In the fast-paced telecom industry, customer retention plays a pivotal role in achieving sustained growth and success.
In this blog post, we will explore how Power BI, a leading data visualization tool, can assist a virtual telecom company in defining key performance indicators (KPIs) and creating an insightful dashboard to gain a deeper understanding of customer retention.
METHODOLOGY
Defining the Project Objective: The first step is to clearly articulate the objective of the project, which is to create a customer retention visualization dashboard using Power BI for a virtual telecommunications company. The goal is to gain insights into customer retention and understand their preferences and behavior.
Identify Key Performance Indicators (KPIs): KPIs that align with the company's customer retention goals were identified. Examples of such KPIs are customer churn rate, customer satisfaction, demographics and customer information.
Gather and Prepare Data: Collect relevant data from various sources within the virtual telecommunications company, such as customer records, call logs, billing information, and customer support interactions. Cleanse and transform the data as needed to ensure its accuracy and consistency.
Design the Power BI Dashboard: Utilize the Power BI to design and develop the customer retention dashboard. Begin by selecting appropriate visualizations, such as line charts, bar graphs, and tables, to represent the KPIs effectively.
Create Visualizations: Using the prepared data, visualizations were created in Power BI that highlight the identified KPIs. For example, the payment method and contract type were visualized using bar charts and customer demographics were mainly represented by pie charts. The visualizations are intuitive, informative, and aligned with the project's objectives.
Implementation of Interactive Features: Power BI's interactive features were leveraged to enhance the usability and user experience of the dashboard. Slicers and filters were incorporated to enable users to explore the data and dive deeper into specific customer segments or time periods. This interactivity allows stakeholders to gain deeper insights and make data-driven decisions.
Validation and Iteration: The dashboard will be validated by sharing it with the retention team and other key stakeholders. The visualization can be continuously refined to ensure that the dashboard effectively addresses the information needs of the virtual telecommunications company.
ANALYSIS AND VISUALIZATION
After importing the dataset into Power BI, the data was cleaned, shaped, and organized for analysis using Power Query. Tasks such as removing duplicates, filtering rows and splitting columns were accomplished through Power Query.
To enrich the analysis, calculated measures were created using DAX (Data Analysis Expressions) to perform specific calculations required for insights. For instance, to determine the percentage of customers subscribing to 'Tech Support' services, the following DAX calculation was employed: Tech Support = [Number of customers that used tech support]/'01 Churn-Dataset'[Customer Count].

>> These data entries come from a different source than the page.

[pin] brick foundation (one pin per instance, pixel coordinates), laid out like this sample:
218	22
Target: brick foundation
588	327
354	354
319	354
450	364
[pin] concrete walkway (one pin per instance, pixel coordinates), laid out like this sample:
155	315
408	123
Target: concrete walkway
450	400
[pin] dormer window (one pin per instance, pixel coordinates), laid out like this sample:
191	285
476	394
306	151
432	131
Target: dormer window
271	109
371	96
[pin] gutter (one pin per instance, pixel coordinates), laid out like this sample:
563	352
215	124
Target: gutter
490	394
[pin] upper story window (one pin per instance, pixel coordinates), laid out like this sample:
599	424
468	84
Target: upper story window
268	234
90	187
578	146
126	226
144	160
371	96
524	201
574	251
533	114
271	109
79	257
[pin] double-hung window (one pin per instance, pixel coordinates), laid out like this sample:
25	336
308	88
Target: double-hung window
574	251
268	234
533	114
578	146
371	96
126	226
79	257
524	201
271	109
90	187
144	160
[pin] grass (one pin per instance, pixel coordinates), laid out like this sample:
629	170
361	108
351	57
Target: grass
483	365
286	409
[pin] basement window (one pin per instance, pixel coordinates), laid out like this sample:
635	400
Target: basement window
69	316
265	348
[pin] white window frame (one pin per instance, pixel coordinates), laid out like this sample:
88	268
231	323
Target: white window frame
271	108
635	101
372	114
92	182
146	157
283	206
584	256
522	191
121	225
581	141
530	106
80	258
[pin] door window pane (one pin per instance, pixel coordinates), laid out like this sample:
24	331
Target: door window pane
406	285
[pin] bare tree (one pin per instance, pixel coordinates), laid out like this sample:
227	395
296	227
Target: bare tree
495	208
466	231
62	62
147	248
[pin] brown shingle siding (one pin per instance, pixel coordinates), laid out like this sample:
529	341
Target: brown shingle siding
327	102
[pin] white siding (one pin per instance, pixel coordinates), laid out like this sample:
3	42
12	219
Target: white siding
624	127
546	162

Once the KPIs were defined, they were incorporated into the visualizations. Appropriate visualizations were carefully selected based on the data's characteristics and the intended insights. Additionally, filters and slicers were added to the visualizations, enabling users to interact with the data. For example, a slicer was included to allow users to select and view information specifically related to the type of customers who left the company.
To enhance the user experience and facilitate seamless exploration of the data, interactions were defined between different visualizations. This enabled cross-filtering, where selecting specific data points in one visualization influenced the data displayed in other connected visualizations.
By leveraging Power BI's data preparation capabilities, utilizing DAX calculations, and designing interactive visualizations, the analysis becomes more robust and user-friendly. These features empower stakeholders to interact with the data, gain deeper insights, and make informed decisions regarding customer retention strategies.
Upon conducting further analysis and visualization, the following key insights were deduced:
Monthly Contracts: A significant portion of the customers who left the company were on a monthly contract. This indicates that customers on shorter-term commitments may have a higher tendency to churn compared to those on longer-term contracts.
Payment Method: The analysis revealed that electronic check was the most common form of payment among customers who left the company. This finding suggests that the payment method could be a contributing factor to customer attrition.
Demographic Profile: Among the demographics, it was observed that females without partners constituted the largest group of customers who chose to terminate their relationship with the company. This demographic insight may indicate specific challenges or preferences that this group of customers encountered during their association.
Phone Services Subscribers: The analysis also highlighted that the highest number of customers who decided to leave the company were subscribers of Phone Services. This observation indicates a potential issue or dissatisfaction related to the phone services offered by the company, which may have influenced their decision to switch providers.